La stratégie : pivot du low-ticket dépendant de l'algorithme YouTube vers du high-ticket en one-to-one.
Le déclic : nicher sur les Suisses, contacter directement via LinkedIn et appels de vente.
Le bonus : 3 ventes signées en 1 seule journée à 2 000 CHF chacune, 6 000 CHF générés en 24 heures.
Ses blocages
Trois blocages la maintenaient dans un modèle qui ne lui permettait pas de vivre de son business, malgré une vraie audience et une expertise solide.
1. Le modèle low-ticket irrégulier.
"Quand je faisais des lancements, ça marchait, mais voilà, je ne pouvais pas en vivre non plus."
"C'était très irrégulier."
"Il y a des mois où ça ne marchait pas trop, où j'avais juste 200, 300 euros. Ça ne permet pas de vivre non plus."
2. La dépendance à l'algorithme YouTube.
Audience principalement française, pas alignée avec sa nouvelle cible suisse.
Mois entiers à dépendre des vues et de l'algorithme, sans aucun levier direct.
Course aux vues chronophage et stressante, sans rapport avec la qualité de l'accompagnement.
3. La peur de prospecter et de s'exposer.
"Déjà, de trouver des clients.
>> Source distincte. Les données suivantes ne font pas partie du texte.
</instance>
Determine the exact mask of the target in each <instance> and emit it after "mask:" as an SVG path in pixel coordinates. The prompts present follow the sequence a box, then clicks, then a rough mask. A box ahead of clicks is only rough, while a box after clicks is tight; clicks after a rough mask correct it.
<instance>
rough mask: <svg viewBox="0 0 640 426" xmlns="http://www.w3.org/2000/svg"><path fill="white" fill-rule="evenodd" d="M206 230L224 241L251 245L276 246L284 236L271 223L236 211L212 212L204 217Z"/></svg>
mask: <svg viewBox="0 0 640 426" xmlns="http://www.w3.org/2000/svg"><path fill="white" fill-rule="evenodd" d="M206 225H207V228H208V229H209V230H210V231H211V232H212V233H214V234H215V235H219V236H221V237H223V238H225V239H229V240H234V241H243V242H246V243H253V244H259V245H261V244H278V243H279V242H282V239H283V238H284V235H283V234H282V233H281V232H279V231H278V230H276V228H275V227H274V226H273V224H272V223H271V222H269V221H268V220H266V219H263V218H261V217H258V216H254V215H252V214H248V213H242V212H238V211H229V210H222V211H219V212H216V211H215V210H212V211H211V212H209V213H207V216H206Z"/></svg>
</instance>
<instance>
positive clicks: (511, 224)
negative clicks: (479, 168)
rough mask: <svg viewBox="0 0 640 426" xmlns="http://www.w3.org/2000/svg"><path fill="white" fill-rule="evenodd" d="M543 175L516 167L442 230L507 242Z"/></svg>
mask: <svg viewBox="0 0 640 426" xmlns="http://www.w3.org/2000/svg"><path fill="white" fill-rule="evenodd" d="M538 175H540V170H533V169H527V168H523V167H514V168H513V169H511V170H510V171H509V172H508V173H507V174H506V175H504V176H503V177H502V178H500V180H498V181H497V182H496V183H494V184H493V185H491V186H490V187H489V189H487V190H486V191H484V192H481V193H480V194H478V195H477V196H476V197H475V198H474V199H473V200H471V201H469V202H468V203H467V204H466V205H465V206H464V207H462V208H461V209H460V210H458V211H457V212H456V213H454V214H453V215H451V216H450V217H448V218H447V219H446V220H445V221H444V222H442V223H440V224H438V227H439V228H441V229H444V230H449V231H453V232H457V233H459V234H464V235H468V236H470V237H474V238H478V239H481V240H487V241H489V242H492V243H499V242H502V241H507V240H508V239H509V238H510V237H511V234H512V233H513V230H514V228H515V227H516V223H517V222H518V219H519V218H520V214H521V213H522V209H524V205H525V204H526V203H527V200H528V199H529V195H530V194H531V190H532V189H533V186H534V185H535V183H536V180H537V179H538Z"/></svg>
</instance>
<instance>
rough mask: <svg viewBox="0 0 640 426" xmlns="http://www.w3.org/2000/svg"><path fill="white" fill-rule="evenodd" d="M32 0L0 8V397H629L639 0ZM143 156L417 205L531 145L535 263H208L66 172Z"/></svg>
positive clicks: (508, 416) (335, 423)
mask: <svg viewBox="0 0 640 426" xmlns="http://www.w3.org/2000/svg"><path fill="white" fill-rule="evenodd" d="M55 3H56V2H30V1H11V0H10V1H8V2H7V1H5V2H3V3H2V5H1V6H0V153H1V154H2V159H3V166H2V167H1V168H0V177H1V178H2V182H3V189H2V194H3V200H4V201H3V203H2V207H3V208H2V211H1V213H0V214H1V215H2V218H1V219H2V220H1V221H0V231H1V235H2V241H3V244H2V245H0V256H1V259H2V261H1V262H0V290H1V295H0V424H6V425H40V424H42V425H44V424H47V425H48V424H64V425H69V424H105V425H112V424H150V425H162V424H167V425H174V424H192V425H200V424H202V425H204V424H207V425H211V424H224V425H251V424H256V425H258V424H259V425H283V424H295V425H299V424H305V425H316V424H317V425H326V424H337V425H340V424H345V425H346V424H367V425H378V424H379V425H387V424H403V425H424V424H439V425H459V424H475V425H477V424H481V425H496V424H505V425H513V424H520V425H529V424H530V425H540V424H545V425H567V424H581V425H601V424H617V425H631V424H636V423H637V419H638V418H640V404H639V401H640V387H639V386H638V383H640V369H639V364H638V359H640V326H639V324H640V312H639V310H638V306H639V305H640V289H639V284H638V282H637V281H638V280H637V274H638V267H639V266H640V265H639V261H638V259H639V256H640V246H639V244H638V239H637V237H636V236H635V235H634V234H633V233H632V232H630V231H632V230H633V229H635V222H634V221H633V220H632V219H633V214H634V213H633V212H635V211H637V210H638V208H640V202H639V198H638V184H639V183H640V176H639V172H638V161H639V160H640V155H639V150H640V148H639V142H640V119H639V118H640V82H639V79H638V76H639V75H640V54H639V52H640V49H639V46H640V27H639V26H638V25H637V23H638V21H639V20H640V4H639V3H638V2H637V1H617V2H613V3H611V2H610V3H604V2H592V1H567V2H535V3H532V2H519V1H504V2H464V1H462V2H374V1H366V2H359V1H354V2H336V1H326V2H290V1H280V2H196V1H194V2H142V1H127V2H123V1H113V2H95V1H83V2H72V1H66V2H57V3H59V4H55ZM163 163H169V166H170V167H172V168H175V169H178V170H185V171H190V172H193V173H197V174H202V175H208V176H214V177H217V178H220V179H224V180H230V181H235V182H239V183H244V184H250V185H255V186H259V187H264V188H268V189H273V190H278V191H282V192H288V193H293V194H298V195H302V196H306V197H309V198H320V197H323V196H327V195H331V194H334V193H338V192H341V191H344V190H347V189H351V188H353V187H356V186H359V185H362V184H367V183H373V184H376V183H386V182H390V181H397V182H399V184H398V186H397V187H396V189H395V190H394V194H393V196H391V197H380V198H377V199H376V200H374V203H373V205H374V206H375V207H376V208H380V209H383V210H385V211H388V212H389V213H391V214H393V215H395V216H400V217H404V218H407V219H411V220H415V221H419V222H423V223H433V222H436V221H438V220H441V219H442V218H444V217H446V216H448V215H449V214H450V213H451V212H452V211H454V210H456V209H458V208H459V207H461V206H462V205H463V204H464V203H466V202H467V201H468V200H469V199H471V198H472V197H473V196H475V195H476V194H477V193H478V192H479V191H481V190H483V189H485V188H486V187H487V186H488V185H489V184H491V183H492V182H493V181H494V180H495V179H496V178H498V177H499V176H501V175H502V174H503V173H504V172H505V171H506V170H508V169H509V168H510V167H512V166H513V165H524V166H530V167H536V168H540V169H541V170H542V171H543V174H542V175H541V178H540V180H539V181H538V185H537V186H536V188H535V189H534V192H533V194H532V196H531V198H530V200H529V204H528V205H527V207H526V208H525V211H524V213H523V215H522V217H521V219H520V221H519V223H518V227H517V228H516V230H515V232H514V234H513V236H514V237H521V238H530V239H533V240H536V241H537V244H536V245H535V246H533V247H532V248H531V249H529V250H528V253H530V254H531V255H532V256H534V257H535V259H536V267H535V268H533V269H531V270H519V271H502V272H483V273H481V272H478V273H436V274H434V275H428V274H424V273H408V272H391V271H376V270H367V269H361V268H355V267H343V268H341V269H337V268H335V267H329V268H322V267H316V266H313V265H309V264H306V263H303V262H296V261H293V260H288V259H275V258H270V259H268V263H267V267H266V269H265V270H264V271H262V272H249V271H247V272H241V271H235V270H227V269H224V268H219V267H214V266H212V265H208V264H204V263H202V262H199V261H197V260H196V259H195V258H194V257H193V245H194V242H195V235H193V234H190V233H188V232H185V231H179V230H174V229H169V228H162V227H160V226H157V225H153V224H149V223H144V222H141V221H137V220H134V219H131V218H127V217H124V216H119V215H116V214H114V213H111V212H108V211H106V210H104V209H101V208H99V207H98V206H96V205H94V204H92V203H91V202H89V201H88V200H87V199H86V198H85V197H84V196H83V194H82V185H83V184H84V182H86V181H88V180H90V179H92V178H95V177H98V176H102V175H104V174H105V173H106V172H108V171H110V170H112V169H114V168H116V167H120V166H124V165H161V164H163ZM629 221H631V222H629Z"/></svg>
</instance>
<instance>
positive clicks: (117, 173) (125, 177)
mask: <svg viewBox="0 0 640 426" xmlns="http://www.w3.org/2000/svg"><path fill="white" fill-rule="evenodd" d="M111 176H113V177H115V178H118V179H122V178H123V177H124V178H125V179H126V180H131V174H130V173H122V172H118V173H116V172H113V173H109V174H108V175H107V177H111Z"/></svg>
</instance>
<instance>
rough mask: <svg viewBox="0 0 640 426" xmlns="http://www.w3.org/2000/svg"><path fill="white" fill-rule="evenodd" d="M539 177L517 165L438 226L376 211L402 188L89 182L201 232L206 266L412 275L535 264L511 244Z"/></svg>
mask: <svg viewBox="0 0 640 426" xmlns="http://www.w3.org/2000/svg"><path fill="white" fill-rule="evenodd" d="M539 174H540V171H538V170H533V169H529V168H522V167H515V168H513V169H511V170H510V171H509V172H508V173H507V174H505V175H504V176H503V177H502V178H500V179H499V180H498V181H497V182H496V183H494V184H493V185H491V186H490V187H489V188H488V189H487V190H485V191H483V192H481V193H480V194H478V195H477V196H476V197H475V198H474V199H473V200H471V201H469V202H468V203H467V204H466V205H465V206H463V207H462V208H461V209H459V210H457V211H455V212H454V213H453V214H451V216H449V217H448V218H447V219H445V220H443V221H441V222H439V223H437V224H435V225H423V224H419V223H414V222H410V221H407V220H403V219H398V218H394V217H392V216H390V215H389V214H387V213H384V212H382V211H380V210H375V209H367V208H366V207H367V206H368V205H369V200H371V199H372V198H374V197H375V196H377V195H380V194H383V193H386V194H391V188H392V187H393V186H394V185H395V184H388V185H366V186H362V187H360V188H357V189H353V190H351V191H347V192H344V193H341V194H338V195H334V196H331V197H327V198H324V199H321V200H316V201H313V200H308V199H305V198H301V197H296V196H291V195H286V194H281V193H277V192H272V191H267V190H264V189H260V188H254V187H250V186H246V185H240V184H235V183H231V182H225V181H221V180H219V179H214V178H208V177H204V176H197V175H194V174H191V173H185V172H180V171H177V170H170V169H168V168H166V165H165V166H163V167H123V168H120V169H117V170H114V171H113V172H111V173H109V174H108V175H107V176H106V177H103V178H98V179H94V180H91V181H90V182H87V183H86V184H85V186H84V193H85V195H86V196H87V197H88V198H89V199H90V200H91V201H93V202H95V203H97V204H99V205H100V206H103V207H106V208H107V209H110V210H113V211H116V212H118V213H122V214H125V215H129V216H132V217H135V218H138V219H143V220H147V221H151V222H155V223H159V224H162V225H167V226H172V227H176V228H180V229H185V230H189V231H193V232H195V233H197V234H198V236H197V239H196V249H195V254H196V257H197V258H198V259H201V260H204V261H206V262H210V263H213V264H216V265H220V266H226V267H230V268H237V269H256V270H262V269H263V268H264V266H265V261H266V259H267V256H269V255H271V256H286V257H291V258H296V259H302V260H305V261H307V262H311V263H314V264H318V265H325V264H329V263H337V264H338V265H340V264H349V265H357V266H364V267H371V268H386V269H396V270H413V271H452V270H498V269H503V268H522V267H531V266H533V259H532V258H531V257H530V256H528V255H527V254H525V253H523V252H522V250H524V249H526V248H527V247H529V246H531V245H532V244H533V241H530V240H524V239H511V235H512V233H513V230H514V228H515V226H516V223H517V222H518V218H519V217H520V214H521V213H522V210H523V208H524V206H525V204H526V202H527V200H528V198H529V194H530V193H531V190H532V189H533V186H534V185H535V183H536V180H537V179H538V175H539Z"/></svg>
C'était assez compliqué au début."
"J'avais peur que ça me prenne de l'énergie."
"J'avais l'impression que c'était un coming out" sur LinkedIn devant son ancien réseau professionnel.
Le blocage critique : un modèle low-ticket dépendant d'un algorithme imprévisible ne peut pas payer une vie en Suisse. Sans bascule vers du high-ticket en contact direct, aucune sortie de l'irrégularité n'était possible.
Les résultats
Côté revenu
25 000 CHF en 5 mois sur 2025, l'équivalent de toute l'année 2024.
3 ventes high-ticket en une seule journée : 6 000 CHF générés en 24 heures.
Ticket moyen passé de 200-400€ à 1 500 CHF, puis à 2 000 CHF.
Selon ses mots après l'augmentation de prix : "Le blocage est souvent plus dans notre tête que dans le marché."
Côté business
Taux de closing : 47% sur 18 appels qualifiés.
Sortie de la dépendance à l'algorithme YouTube et aux lancements.
LinkedIn transformé en canal d'acquisition fiable.
Possibilité concrète de vivre du business en Suisse, marché à coût de vie élevé.
Le déroulé
Mois 1 : décision du pivot, abandon progressif des petits produits, construction de l'offre high-ticket.
Mois 1 et 2 : déblocage de LinkedIn, premiers posts publiés malgré la peur du regard de l'ancien réseau.
Mois 2 : 2 premières ventes high-ticket en 1 semaine à 1 500 CHF chacune.
Mois 3 à 5 : structuration des appels de vente, 47% de taux de closing, 6 contrats signés au total.
Augmentation de prix : passage de 1 500 à 2 000 CHF, 3 nouveaux clients signés dans la foulée, 6 000 CHF en une journée.
Délai du diagnostic aux 2 premières ventes high-ticket : quelques semaines.